Jeweils am zweiten Sonntag im Monat hält das Bürgerhaus Lokstedt zukünftig einen Thematischen Frühschoppen ab. In der Auftaktveranstaltung „ Zeitzeugen“ berichtete Günter Lucks, Autor des Bestsellers „Ich war Hitlers letztes Aufgebot“, aus seinem Leben.

Wenn Sie etwas über die Geschichte ihrer Familie erfahren möchten, fragen Sie die ältesten Verwandten zuerst. Diese aus der Ahnenforschung entlehnte Binsenweisheit war es wohl, die Robert W. Hugo unlängst zu der provokanten Fragestellung „Leben Zeitzeugen ewig?“ bewegte.

So mancher, der das Glück hatte, nach dem Zweiten Weltkrieg geboren zu sein, hat es vielleicht schon einmal bereut, seinen Eltern oder Großeltern nicht mehr Informationen über die Zeit des Dritten Reichs entlockt zu haben. Zumal die Auswirkungen der NS-Diktatur bis in die heutige Zeit hinein zu spüren sind. Kaum ein Volk tut sich mit seiner nationalen Identität so schwer, wie dies die Deutschen tun.

Aber auch das Verständnis und die Identifikation mit der eigenen Familiengeschichte, setzt die Kenntnis über die Handlungen der Altvorderen voraus. Kann ich stolz sein auf meine Familie oder muss ich mich schämen?

Was wäre aber, wenn nun der gesamten Nachkriegsgeneration allmählich die Zeitzeugen der Kriegsgeneration verloren gingen?
Die Erkenntnis, dass ein bei Kriegsende 18-Jähriger in diesem Jahr 87 Jahre alt wird, mag Hugo auf die Idee gebracht haben, mit diesen „aussterbenden“ Zeitzeugen seine Veranstaltungsreihe im Lokstedter Bürgerhaus zu starten.

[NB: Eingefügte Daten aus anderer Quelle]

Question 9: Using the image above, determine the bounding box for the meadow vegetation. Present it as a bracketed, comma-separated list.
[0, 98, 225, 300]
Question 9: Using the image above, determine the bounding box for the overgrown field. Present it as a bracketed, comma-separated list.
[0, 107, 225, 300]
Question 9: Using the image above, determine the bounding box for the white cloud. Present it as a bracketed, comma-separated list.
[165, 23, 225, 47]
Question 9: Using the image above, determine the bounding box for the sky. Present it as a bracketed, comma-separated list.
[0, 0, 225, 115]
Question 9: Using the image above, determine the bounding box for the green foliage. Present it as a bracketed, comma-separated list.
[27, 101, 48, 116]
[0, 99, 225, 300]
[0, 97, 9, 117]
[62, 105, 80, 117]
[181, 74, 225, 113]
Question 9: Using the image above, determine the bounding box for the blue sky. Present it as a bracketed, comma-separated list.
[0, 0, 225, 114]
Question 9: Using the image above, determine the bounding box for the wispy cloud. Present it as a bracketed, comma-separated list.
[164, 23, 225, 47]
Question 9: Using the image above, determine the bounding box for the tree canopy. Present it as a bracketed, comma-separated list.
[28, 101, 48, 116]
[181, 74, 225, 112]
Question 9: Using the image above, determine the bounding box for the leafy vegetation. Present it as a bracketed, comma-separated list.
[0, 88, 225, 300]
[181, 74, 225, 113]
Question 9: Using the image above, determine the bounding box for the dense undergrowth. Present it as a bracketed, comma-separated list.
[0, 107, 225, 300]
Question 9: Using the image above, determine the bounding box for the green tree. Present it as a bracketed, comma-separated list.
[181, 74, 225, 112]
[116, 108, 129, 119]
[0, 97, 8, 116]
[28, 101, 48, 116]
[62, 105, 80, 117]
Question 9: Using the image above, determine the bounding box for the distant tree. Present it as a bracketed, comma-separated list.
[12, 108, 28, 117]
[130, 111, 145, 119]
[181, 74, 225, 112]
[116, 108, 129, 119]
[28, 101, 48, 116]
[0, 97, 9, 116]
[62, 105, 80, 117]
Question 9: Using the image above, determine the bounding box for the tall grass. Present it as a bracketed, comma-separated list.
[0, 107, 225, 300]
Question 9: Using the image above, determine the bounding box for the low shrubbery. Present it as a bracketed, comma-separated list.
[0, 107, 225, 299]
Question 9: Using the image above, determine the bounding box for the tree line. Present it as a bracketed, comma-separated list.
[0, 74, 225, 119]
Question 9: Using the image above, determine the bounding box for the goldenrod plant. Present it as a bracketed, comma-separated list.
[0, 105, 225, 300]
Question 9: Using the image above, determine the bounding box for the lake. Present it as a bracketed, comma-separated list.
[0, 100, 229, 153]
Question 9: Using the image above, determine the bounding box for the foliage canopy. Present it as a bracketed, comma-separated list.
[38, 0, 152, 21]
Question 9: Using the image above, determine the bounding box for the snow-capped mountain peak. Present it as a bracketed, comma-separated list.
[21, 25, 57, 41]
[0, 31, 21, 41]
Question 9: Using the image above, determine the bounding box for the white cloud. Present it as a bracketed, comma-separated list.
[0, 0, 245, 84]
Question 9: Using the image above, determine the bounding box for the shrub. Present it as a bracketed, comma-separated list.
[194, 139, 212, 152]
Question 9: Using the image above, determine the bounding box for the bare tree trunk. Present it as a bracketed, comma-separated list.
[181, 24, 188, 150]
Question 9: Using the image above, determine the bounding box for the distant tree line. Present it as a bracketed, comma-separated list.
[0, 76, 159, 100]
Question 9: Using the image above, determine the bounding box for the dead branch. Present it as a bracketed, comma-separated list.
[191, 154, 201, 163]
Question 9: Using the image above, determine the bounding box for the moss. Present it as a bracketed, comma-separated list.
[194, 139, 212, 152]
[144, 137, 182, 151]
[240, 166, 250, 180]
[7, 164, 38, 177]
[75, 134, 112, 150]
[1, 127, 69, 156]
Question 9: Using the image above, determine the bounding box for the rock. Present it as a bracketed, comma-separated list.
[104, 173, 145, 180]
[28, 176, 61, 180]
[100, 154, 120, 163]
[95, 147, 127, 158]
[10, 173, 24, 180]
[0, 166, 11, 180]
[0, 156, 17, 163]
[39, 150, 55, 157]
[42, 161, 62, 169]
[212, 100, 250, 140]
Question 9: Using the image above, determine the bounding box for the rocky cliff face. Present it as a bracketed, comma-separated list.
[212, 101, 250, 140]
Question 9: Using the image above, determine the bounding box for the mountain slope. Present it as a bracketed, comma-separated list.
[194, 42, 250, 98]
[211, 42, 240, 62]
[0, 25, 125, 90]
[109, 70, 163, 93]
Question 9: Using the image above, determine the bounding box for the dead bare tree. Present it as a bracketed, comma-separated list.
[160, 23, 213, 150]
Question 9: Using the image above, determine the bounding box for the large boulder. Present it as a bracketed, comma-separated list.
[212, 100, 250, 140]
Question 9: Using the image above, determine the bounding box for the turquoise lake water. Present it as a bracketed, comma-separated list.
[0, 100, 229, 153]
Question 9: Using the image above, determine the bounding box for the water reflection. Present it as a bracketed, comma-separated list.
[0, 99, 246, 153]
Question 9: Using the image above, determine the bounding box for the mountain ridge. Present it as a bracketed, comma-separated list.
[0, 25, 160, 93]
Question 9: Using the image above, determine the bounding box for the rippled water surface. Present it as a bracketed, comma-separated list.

Einmal im Monat sollen hier zukünftig monothematische, moderierte Frühschoppen abgehalten werden. Im geselligen Beisammensein können dabei Kontakte geknüpft werden, Gespräche vertieft und Informationen ausgetauscht werden. Zur Eröffnungsveranstaltung geladen hatte Hugo in Kooperation mit der Zeitzeugenbörse Hamburg. Die stellte mit Richard Hensel, Jahrgang 1933, auch den Moderator. Zu Gast war Günter Lucks. Zeitzeuge Lucks, Jahrgang1928, durchlitt den Nationalsozialismus im Hamburger Osten als Sohn kommunistischer Eltern.

30 Gäste waren zu diesem ersten Frühschoppen erschienen. Das ist für das Bürgerhaus eine große Zahl, die es den spät eintreffenden Gästen abverlangt, die Veranstaltung aus dem Nachbarraum durch die geöffnete Schiebetür verfolgen zu müssen - einige Plätze sogar ohne Sicht auf das Podium. Sollte der Andrang zu der Veranstaltung weiterhin so groß sein, sollte sich der Veranstalter noch einmal Gedanken über die Sitzordnung und die Akustik machen.

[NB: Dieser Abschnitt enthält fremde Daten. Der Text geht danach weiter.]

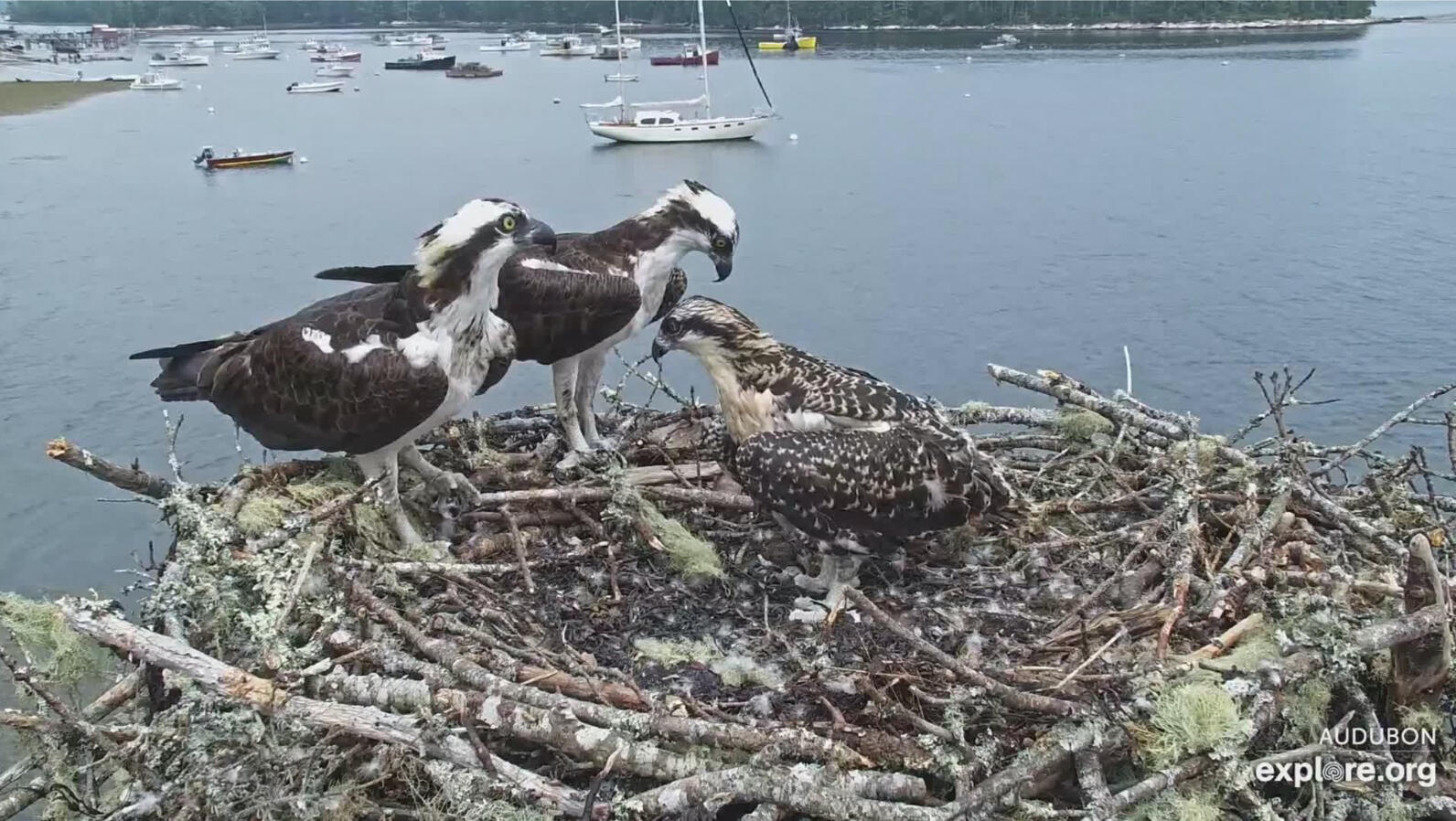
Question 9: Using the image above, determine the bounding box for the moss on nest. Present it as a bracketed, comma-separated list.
[0, 592, 113, 688]
[1136, 683, 1252, 767]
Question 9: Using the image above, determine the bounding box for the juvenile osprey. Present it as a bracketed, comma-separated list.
[131, 199, 556, 543]
[317, 180, 738, 452]
[652, 297, 1012, 602]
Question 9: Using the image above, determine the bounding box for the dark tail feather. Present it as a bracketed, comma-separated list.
[152, 351, 211, 401]
[128, 334, 248, 401]
[127, 334, 234, 359]
[313, 265, 415, 285]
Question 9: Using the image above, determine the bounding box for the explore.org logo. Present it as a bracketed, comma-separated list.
[1254, 727, 1437, 787]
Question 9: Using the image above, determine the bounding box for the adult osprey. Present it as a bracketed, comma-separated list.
[317, 180, 738, 453]
[652, 297, 1013, 604]
[131, 199, 556, 543]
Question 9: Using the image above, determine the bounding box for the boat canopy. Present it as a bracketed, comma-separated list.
[580, 94, 708, 108]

Helena Peltonen-Gassmann vom Bürgerhaus Lokstedt las dann, allerdings mit lauter Stimme und daher auch in den hinteren Reihen (im Nebenraum) gut verständlich, zur Einleitung in die Thematik einige Seiten aus dem Vorwort von „Hitlers vergessene Kinderarmee“. Dies das neueste Werk Lucks‘, das aktuell gerade erscheint. In der Vorankündigung des Verlags heißt es: „Sie waren Teil einer ‚Kinderarmee‘, Hitlers letztes Aufgebot: 16- und 17-jährige Hitlerjungen, die in Schnelllehrgängen zu Soldaten geschliffen wurden, um dann im Frühjahr 1945 noch in einem Krieg verheizt zu werden, der längst verloren war. In Wahrheit waren diese Kinder jedoch keineswegs ‚wehrfähig‘, geschweige denn ‚Männer‘. Und sie zahlten für ihren missbrauchten Eifer meist einen hohen Preis. Zehn ihrer Geschichten gehen die Autoren in diesem Buch nach: Geschichten aus dem bislang kaum erzählten letzten Kapitel des Zweiten Weltkriegs.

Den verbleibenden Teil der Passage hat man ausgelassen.